Mit der beginnenden Berichtssaison kommt auf die Fondsmanager viel Arbeit zu. Jede neue Quartalsbilanz bietet Gelegenheit, das Fondsportfolio auf Vordermann zu bringen. Im High-Tech-Bereich geben in dieser Woche einige Schwergewichte ihren Bericht ab, darunter Intel, Apple, Ebay, Microsoft und Sun Microsystems. Zwar hätten die Quartalsberichte in der jüngeren Vergangenheit „meistens eher negative Überraschungen“ bereitgehalten, sagt Andreas Kraft, Fondsmanager des DWS US Technoaktien Typ O. Aber immerhin: Diesmal habe es vor Start der Berichtssaison deutlich weniger Gewinnwarnungen gegeben als im vorigen Quartal.
Gute Nachrichten von Juniper Networks und Dell
Gute Nachrichten hatten an der Nasdaq Ende vergangener Woche für Hoffnung gesorgt. Positive Zahlen gab’s zum Beispiel vom Internet-Ausrüster Juniper Networks.
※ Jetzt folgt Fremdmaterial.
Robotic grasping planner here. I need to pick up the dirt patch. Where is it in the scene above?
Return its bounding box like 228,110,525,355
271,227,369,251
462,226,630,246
Das Unternehmen hat im zweiten Quartal wieder die Gewinnzone erreicht. Im Vorjahr hatte es noch Verluste verzeichnet. Auch Dell versetzte den US-Tech-Werten einen Schub. Der Computerhersteller hatte trotz eines schwachen Marktumfeldes für das laufende zweite Geschäftsquartal seine Umsatz- und Ergebniserwartungen angehoben.
Die Skepsis bleibt
Insgesamt ein positives Signal für die Branche, hofften einige Händler. Aber der Optimismus konnte sich nicht durchsetzen. Dell habe der Nasdaq zwar ein leichtes Kursplus beschert, „die Nachrichten sind aber nicht so positiv. Der Anstieg spiegelt auch die Tatsache wider, dass die Nasdaq zuvor die höchsten Verluste verbucht hat." sagt Brian Pears, Leiter Aktienhandel bei Victory Capital Management. Auch Hans Leitner, Fondsmanager bei der Wiener ERSTE Sparinvest, sieht keinen Grund für Höhenflüge: „Im heurigen Jahr gibt es an der Nasdaq nichts mehr zu verdienen.“ Das Kursziel für den Nasdaq Composite zu Jahresende liege bei 1150 bis1450 Punkten. Zum Ende der vergangenen Woche lag der Index bei 1373 Punkten.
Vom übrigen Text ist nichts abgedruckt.